Tibetan public servant

Namgyal Lhamo Taklha is a member of the Tibetan community living in exile. Between 1988 and 1994 she was elected to the Parliament of the Central Tibetan Administration and held the post of Health Secretary in the Central Tibetan Administration Cabinet based in India.

== Biography ==
Namgyal was born on 5 July 1942 to aristocratic family in Lhasa, Tibet. Her father was Dundul Namgyal Tsarong. She is the granddaughter of Dasang Dadul Tsaron, Commander General of Tibet and a close aid and diplomat of the 13th Dalai Lama. While growing up she attended schools in Tibet and in 1951 at the age of nine she was sent to Mount Hermon School in Darjeeling, India.

== Marriage ==
She married Lobsang Samten Taklha, a brother of the 14th Dalai Lama, in August 1962 in Darjeeling, India.

== Career ==
Namgyal has held a number of positions associated with the Central Tibetan Administration and 14th Dalai Lama, who is also her brother-in-law. In the early 1960s she worked as a translator and interpreter at the New Delhi based bureau of the 14th Dalai Lama, she then took up a post at the Tibet Bureau in Geneva, Switzerland between 1966 and 1972.
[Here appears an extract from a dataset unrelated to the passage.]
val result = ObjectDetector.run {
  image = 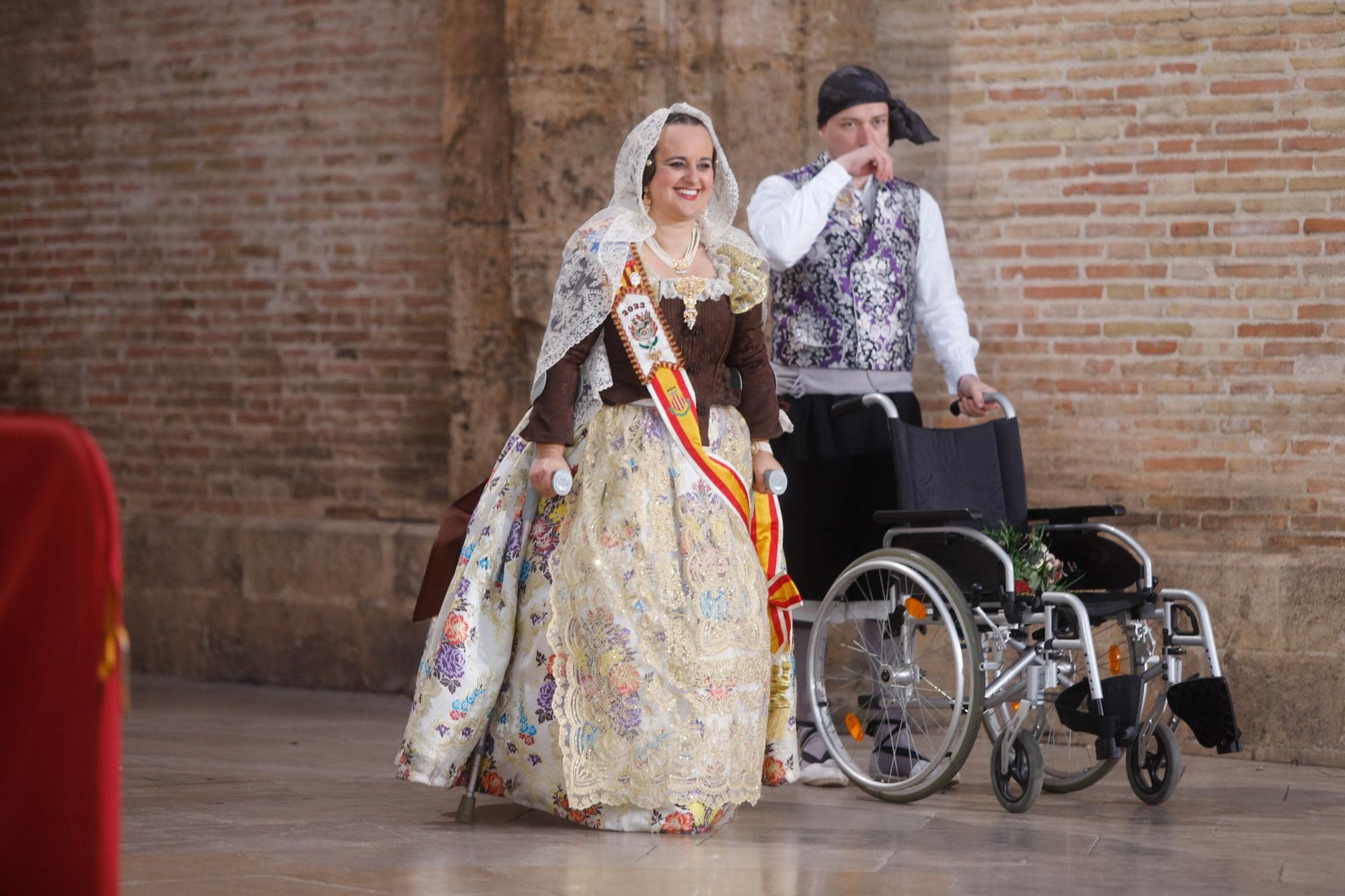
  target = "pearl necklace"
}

In the 1970s she was based in the United States working for a Tibetan Arts and Crafts store in New York City. She then returned to duties at the Tibetan government-in-exile as a translator and director of the Men-Tsee-Khang, also known as the Tibetan Medical and Astrology Institute, between 1986 and 1988.

In 1988 she was elected to the Parliament of the Central Tibetan Administration where she held position of Secretary of Health until 1994.

== Book published ==
In 2012 she published an autobiography Born in Lhasa in which she describes her experiences of growing up in Tibet prior to the Annexation of Tibet by the People's Republic of China.